Dengan melihat ayat-ayat Al Quran, hadis-hadis Nabi Muhammad Saw dan para Imam Ahlul Bait, juga pernyataan-pernyataan para ulama di atas, dapat kita simpulkan bahwa masalah syafaat termasuk dari serangkaian permasalahan yang telah diterima dan diyakini oleh mayoritas kaum muslimin dari berbagai mazhab yang berbeda. Meski demikian, tidak dapat kita pungkiri adanya perselisihan di kalangan para ulama mengenai makna syafaat.
Berbeda dengan pendapat para ulama di atas, kelompok Mu’tazilah menolak konsep syafaat. Abul Hasan Al-Khayyath, salah seorang tokoh kelompok ini, saat menafsirkan ayat berikut ini,
أفمن حقّ عليه كلمة العذاب أفأنت تنقذ من في النار …
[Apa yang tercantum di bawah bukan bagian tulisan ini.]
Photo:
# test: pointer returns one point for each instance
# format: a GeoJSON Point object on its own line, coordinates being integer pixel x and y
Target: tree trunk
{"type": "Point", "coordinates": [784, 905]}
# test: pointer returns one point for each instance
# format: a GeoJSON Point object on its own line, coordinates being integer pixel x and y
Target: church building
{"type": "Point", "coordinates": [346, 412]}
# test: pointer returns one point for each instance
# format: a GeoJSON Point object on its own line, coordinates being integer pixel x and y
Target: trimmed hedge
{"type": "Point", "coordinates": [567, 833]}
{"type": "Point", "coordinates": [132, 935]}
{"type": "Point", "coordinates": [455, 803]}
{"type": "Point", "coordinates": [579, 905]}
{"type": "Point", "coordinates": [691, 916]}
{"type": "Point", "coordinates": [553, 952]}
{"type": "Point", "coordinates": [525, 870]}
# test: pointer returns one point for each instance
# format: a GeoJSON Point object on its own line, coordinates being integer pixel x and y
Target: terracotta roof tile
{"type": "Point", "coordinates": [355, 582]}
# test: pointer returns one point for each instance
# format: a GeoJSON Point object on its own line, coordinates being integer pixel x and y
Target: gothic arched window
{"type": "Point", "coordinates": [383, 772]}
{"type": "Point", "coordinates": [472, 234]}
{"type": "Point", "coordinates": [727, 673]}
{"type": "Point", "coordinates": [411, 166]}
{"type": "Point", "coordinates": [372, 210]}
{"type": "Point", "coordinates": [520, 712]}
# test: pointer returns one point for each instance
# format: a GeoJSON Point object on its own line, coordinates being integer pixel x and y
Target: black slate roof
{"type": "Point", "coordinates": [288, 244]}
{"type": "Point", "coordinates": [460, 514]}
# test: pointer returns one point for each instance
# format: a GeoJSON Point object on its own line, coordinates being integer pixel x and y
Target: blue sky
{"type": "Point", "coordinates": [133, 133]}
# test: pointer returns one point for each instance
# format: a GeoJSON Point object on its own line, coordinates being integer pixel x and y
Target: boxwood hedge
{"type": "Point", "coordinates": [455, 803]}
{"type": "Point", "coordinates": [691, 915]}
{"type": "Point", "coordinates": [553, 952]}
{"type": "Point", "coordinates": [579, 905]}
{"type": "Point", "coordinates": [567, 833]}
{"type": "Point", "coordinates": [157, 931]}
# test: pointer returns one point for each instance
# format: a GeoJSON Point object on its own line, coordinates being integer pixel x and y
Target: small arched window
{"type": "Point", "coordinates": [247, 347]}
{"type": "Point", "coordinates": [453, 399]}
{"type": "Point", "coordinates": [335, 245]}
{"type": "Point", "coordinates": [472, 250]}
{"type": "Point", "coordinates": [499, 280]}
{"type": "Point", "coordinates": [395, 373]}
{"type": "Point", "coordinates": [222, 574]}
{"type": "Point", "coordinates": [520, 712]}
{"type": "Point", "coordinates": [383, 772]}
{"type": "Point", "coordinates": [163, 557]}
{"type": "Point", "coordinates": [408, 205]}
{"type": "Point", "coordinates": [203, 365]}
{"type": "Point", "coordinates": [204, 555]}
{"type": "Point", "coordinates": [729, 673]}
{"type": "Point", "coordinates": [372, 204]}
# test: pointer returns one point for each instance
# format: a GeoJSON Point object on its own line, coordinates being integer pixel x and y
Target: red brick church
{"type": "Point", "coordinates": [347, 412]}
“Apakah (engkau hendak merubah nasib) orang yang telah pasti akan disiksa? Apakah engkau akan menyelamatkan orang yang berada di dalam neraka?” (QS. Az-Zumar: 19).
mengatakan,
“Ayat ini dengan jelas menyatakan bahwa Rasulullah Saw tidak mungkin dapat menyelamatkan orang yang sudah pasti masuk ke dalam api neraka….”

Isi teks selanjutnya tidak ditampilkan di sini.